E’ stato assolto in Cassazione per l’omicidio Pecorelli dopo essere stato condannato in appello a Perugia e senza mai aver chiarito i rapporti che lo avevano legato alla vittima, assassinata alla vigilia della annunciata pubblicazione dell’inchiesta intitolata “Gli assegni del presidente” sui fondi alla Sir di Rovelli.
Ma, al di là del curriculum giudiziario, basterebbe a stigmatizzare perfettamente la statura umana, politica ed istituzionale del “grande patriarca”, nonché “mitica icona”, la sua “battuta” del settembre 2010 a proposito della fine di Giorgio Ambrosoli: l’eroe borghese che, nell’ostracismo delle istituzioni rappresentate al massimo livello dal divo Giulio, affaccendato a coprire con tutti i mezzi Michele Sindona in patria e negli Usa, ha difeso la legalità fino al consapevole sacrificio della vita. Giorgio Ambrosoli “era uno che se l’era andata a cercare”, secondo l’ex giovanotto capace di tutto, divenuto felicemente “nonuagenario” e consegnato a tempo indeterminato, con plauso bipartisan, alle istituzioni repubblicane come senatore a vita.

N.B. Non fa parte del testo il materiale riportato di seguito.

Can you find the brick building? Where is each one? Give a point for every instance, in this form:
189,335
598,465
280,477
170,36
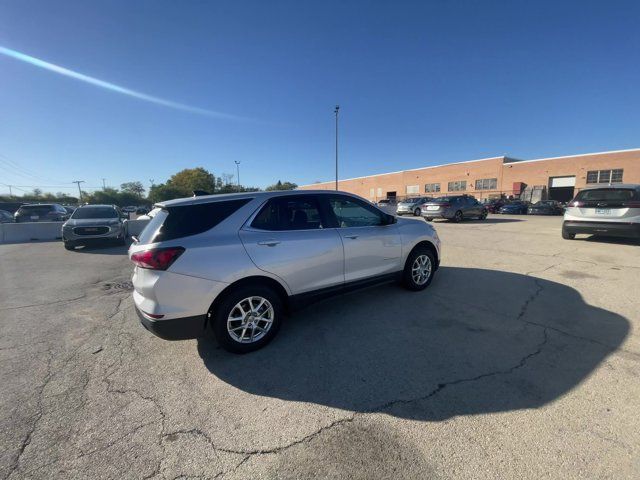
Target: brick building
557,178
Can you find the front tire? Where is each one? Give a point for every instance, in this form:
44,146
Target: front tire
247,318
419,269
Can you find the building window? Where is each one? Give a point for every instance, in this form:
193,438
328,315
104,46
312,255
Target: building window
605,176
457,186
487,184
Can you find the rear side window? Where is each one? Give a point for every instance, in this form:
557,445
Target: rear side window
289,213
183,221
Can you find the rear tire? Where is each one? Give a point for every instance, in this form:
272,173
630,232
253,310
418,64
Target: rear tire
567,235
238,300
415,264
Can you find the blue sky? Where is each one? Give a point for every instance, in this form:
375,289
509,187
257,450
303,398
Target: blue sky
419,83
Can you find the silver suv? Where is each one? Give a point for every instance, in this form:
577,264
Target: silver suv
612,210
233,264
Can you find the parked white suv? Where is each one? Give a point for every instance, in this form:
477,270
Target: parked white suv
612,210
234,264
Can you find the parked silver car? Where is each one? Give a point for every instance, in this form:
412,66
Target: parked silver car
454,207
412,206
91,224
233,264
612,210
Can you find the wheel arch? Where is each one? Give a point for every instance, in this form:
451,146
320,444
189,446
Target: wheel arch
430,246
247,281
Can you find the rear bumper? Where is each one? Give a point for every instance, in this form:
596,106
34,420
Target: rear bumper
614,229
176,328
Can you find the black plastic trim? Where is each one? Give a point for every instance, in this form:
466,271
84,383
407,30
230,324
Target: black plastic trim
184,328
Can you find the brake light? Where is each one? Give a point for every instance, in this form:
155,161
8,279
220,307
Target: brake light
157,258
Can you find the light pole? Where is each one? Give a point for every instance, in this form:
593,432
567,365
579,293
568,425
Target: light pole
336,112
79,191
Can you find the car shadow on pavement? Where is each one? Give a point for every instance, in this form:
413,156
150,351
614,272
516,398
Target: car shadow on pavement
477,341
611,240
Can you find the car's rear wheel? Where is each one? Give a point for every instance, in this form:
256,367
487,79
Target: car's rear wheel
247,318
419,269
567,235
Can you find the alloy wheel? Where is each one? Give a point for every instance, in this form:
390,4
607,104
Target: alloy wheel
421,269
250,319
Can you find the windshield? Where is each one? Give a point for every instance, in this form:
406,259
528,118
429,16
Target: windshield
94,212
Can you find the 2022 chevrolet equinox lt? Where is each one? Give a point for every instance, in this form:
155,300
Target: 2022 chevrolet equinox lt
612,210
233,264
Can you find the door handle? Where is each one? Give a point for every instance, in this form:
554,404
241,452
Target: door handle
269,243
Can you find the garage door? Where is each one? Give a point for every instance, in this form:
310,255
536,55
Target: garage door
563,182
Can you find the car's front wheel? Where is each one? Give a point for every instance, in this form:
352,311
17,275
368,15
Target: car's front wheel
419,269
247,318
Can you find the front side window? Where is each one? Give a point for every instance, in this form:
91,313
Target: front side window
458,186
351,213
289,213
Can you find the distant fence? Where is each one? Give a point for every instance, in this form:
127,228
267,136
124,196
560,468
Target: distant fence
49,231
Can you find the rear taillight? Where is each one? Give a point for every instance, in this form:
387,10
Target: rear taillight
157,258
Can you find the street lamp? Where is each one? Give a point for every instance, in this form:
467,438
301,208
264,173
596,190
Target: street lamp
336,112
238,170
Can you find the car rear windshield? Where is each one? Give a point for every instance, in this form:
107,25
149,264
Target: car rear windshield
94,212
35,209
607,195
182,221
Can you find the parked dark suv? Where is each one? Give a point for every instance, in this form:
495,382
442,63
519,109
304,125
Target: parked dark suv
41,212
454,207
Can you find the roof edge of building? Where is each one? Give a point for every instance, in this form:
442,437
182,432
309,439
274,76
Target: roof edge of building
504,158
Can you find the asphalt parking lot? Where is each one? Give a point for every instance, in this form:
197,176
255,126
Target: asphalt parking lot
520,361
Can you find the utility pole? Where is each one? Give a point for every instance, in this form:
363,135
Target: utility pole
238,170
78,182
336,111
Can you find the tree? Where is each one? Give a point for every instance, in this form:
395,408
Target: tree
191,179
135,188
282,186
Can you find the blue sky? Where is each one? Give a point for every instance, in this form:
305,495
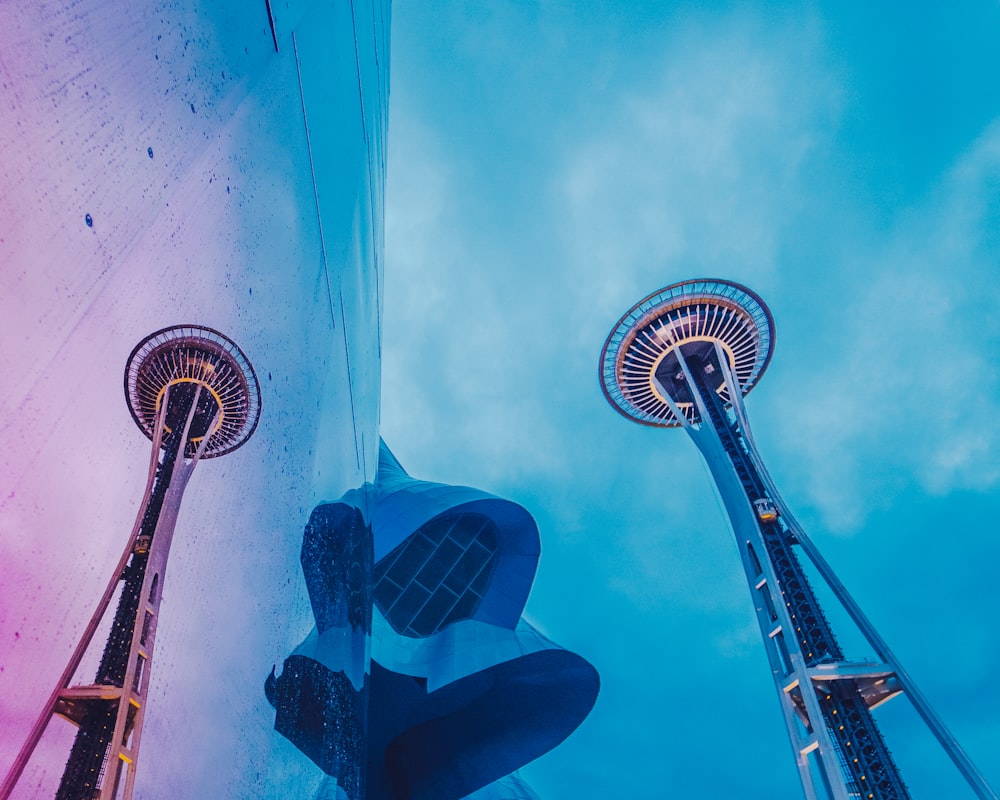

Se visitate l’aula di Palazzo Madama, la guida si premura con molta enfasi di segnalarvi lo scranno in prima fila del senatore a vita la cui cronaca giudiziaria ha fatto il giro del mondo.
Ora non è più tempo per augurarsi che il ” pio grande patriarca”, assiduo fedele della chiesa di San Lorenzo in Lucina, finisca per raccontare, magari in extremis, almeno un decimo di quella storia sommersa che giornalisti capaci, registi audaci, pentiti con la determinazione di Tommaso Buscetta e magistrati senza paura hanno tentato di far emergere in un paese che non cambia mai.
Un paese che ai massimi livelli istituzionali sembra più orientato ad ispirarsi al Divo Giulio piuttosto che all'”eroe borghese”.